Robert Henry Dickerson AO (30 March 1924 – 18 October 2015) was an Australian figurative painter and former member of the Antipodeans group of artists. Dickerson is one of Australia's most recognised figurative artists and one of a generation of influential artists who include Ray Crooke, Charles Blackman, Laurence Hope, Margaret Olley and Inge King.

Dickerson was a self-taught artist who refused to go to art school. His art has been described as angular and high contrast chiaroscuro and executed in a range of materials including paint, pastels, charcoals and other graphic media.

The inspiration for his art came from everyday life and he drew on the themes of loneliness, vulnerability and isolation. Lone characters with long noses and whimsical, often averted eyes featured heavily of his work. He said it is "the same style I've always used", and did not intend to change it.

In November 1955, art patron John Reed published an article in Ern Malley's Journal (Vol 2) which described Dickerson's work as containing "a new sense of beauty, a new truth". But his break as a professional artist came in 1954 when the National Gallery of Victoria purchased his work Man Asleep On The Steps.
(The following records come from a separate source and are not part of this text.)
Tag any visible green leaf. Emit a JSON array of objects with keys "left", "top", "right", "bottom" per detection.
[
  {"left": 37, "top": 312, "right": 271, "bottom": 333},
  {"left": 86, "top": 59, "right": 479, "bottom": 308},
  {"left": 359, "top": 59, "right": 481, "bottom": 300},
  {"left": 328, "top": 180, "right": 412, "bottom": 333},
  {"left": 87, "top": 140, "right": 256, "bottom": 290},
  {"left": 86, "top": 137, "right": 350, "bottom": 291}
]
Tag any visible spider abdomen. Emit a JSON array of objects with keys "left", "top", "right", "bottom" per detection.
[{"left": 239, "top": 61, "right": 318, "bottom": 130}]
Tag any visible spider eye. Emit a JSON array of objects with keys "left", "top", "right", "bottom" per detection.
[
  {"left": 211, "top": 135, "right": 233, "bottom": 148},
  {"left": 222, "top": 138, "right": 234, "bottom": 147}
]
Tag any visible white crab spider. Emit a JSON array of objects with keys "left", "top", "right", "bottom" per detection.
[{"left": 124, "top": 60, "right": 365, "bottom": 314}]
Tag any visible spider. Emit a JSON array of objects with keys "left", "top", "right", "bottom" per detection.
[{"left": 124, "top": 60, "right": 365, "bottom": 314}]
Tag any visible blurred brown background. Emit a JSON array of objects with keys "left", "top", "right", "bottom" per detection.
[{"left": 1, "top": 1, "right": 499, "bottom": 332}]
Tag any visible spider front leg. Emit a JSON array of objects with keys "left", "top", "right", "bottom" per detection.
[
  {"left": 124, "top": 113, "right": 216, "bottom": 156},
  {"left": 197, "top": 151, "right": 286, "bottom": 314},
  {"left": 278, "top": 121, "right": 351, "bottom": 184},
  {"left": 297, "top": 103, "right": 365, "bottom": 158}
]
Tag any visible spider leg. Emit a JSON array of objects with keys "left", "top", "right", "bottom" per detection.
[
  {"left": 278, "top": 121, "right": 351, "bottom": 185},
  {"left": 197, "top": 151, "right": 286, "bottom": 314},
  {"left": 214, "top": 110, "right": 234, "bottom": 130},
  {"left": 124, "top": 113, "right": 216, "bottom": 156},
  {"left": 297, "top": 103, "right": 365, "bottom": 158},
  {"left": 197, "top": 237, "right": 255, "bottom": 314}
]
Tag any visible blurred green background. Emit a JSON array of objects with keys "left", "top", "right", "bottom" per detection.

In 1959 he joined Charles Blackman, David Boyd, John Brack, Bernard Smith, Arthur Boyd and Clifton Pugh to form the Antipodeans—a group of figurative artists making a statement opposing abstractionism in their day. According to the former deputy director of the National Gallery of Victoria, Frances Lindsay, members of this group continue to be 'productive and innovative after many decades of practice.

Robert Dickerson was born in 1924 and grew up in Sydney during the 1930s Depression era. By the time he was 14 he was working in a factory while he trained as a boxer. He toured for four years with the Jimmy Sharman Boxing Troupe. "Boxing was purely about money. I was earning 16 shillings (A$1.60) working a 44-hour week and could make two to five pounds (A$4 to A$10) if I won a fight. Minutes in the ring seemed like years, but you cope with what you have to and we needed the money—badly."